Quantum computers use qubits as their basic units of information. A qubit can be a particle – like an electron; a collection of particles; or a quantum system engineered to behave like a particle. Particles can do funky things that large objects – like the semiconductors of classical computers – can’t because they are guided by the rules of quantum physics. These rules allow each qubit to have the values ‘on’ and ‘off’ at the same time, for example.
The premise of quantum computing is that information can be ‘encoded’ in some property of the particle, like an electron’s spin, and then processed using these peculiar abilities. As a result, quantum computers are expected to perform complicated calculations that are out of reach of the best supercomputers today.
Other forms of quantum computing use other units of information. For example, linear optical quantum computing (LOQC) uses photons, the particles of light, as qubits. Just like different pieces of information can be combined and processed by encoding them on electrons and then having the electrons interact in different ways, LOQC offers to use optical equipment – like mirrors, lenses, splitters, waveplates, etc. – with photons to process information.
In fact, any particle that can be controlled and manipulated using quantum-mechanical phenomena should, on paper, be usable as an information unit in a quantum computer.
What are phonons?
This is why physicists are wondering if they can use phonons as well. Photons are packets of light energy; similarly, phonons are packets of vibrational energy. So the question is: can we build a quantum computer whose information unit is, colloquially speaking, sound?
According to a paper published in Science this month, it should be possible.
The problem is that researchers can manipulate electrons using electric currents, magnetic fields, etc., and they can manipulate photons with mirrors, lenses, etc. – but what can they manipulate phonons with? To this end, in the new study, researchers from the University of Chicago have reported developing an acoustic beam-splitter.
What is a beam-splitter?
Beam-splitters are used widely in optics research. Imagine a torchlight shining light along a straight line. This is basically a stream of photons. When a beam-splitter is placed in the light’s path, it will split the beam into two: i.e. it will reflect 50% of the photons to one side and let the other 50% pass straight through.
While it seems simple, the working of a beam-splitter actually draws on quantum physics. If you shine a million photons at it, it will create two beams, each of 500,000 photons. We can then reflect these two beams to intersect each other, creating an interference pattern (recall Young’s double-slit experiment). But researchers have found that an interference pattern appears even when they shine photons at the beam-splitter one by one. What are the photons interfering with? The answer is themselves.
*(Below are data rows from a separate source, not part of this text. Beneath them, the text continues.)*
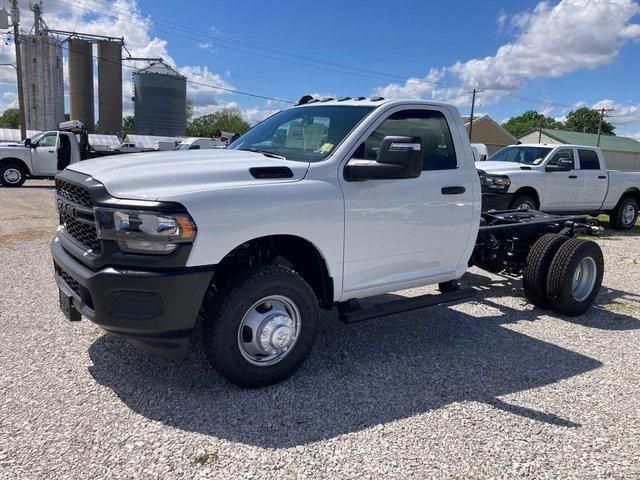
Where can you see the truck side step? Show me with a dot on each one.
(349, 314)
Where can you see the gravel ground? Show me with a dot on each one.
(490, 388)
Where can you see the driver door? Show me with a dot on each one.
(44, 155)
(562, 188)
(400, 232)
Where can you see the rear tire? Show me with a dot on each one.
(625, 215)
(524, 200)
(575, 276)
(534, 277)
(12, 175)
(252, 313)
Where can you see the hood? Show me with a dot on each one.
(494, 167)
(162, 175)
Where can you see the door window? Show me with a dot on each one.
(562, 154)
(48, 140)
(588, 160)
(438, 151)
This is because a) particles can also behave like waves, and b) until an observation is made, a quantum system exists in a superposition of all its possible states (like a qubit being partly ‘on’ and partly ‘off’ at the same time). So when the single wave interacts with the beam-splitter, it enters a superposition of the two possible outcomes – reflected and transmitted. When these states recombine, an interference pattern shows up.
What did the new study do?
In the new study, the researchers developed an acoustic beam-splitter – a tiny device resembling a comb, with 16 metal bars jutting out of it. It was placed in the middle of a 2-mm-long channel of lithium niobate. Each end of the channel had a superconducting qubit – a qubit whose circuit components were superconducting – that could both emit and detect individual phonons. The whole setup was maintained at an ultra-low temperature.
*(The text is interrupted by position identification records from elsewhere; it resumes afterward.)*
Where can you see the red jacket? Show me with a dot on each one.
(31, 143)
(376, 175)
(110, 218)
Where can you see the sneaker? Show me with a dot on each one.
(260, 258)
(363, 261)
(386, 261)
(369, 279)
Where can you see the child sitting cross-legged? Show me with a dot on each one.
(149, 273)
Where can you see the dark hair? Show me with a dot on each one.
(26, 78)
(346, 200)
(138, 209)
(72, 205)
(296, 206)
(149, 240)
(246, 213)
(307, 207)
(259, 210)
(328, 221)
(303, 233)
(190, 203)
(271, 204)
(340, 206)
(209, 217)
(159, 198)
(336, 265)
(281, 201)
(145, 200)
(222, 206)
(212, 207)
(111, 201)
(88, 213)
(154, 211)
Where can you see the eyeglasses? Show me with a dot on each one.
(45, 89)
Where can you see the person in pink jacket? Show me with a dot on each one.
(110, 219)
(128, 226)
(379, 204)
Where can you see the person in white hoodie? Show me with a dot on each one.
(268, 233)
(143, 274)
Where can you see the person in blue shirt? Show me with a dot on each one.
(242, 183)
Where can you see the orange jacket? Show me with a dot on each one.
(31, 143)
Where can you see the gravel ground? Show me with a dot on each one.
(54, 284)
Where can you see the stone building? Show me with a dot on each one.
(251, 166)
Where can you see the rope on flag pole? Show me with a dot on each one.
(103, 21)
If these phonons were converted to sound, their frequency would be too high for humans to hear. Each phonon in the study represented, according to the paper, the “collective” vibration of around one quadrillion atoms.
The team found that these phonons interacted with the comb just like photons interact with an optical beam-splitter. When a phonon was emitted from the left side of the channel, it was reflected half of the time and transmitted to the right side the other half. When phonons were emitted simultaneously from the left and the right sides, they both ended up on one side (as expected).
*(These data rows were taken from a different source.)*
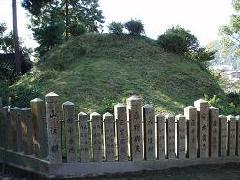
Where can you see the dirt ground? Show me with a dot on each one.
(230, 171)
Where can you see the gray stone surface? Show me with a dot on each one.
(149, 132)
(203, 121)
(181, 136)
(53, 128)
(223, 135)
(190, 113)
(97, 137)
(214, 131)
(27, 130)
(109, 138)
(120, 114)
(161, 131)
(170, 128)
(231, 135)
(134, 110)
(70, 131)
(40, 140)
(83, 137)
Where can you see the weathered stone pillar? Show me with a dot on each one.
(27, 130)
(149, 132)
(53, 124)
(83, 136)
(134, 104)
(238, 135)
(40, 138)
(160, 120)
(203, 126)
(109, 138)
(214, 131)
(170, 128)
(120, 113)
(223, 135)
(97, 139)
(70, 131)
(231, 135)
(181, 136)
(191, 116)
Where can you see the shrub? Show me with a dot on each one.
(178, 40)
(134, 27)
(115, 28)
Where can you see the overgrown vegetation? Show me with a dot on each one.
(112, 68)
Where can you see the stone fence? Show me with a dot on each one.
(51, 140)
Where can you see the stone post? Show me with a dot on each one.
(203, 127)
(223, 135)
(149, 132)
(238, 135)
(231, 135)
(134, 104)
(97, 139)
(27, 130)
(53, 124)
(181, 136)
(191, 116)
(160, 120)
(83, 136)
(170, 128)
(70, 131)
(214, 132)
(109, 138)
(40, 139)
(120, 113)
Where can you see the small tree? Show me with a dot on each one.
(116, 27)
(134, 27)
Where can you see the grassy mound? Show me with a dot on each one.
(96, 71)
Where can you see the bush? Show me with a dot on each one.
(134, 27)
(178, 40)
(115, 28)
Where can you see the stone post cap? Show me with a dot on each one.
(68, 103)
(37, 100)
(230, 117)
(107, 114)
(94, 114)
(148, 106)
(134, 100)
(82, 114)
(200, 102)
(52, 94)
(190, 107)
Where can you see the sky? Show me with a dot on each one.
(202, 17)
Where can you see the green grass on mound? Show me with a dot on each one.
(97, 71)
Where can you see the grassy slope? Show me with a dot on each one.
(116, 67)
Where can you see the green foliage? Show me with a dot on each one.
(228, 105)
(52, 21)
(116, 27)
(134, 27)
(178, 40)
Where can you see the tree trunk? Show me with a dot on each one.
(66, 18)
(15, 36)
A phonon-based computer...?
“The basic science question is whether phonons … actually behave the way quantum mechanics says they should,” Andrew Cleland, a physicist at the Pritzker School of Molecular Engineering and a member of the study team, told Physics magazine. His team’s tests proved that they do.
But it’s still a long way from here to a functional quantum computer that uses phonons as units of information. As University of Nottingham physicist Andrew Armour put it more broadly to Science News: “What you’re doing is extending the [quantum] toolbox… People will build on it, and it will keep going, and there’s no sign of it stopping any time soon.”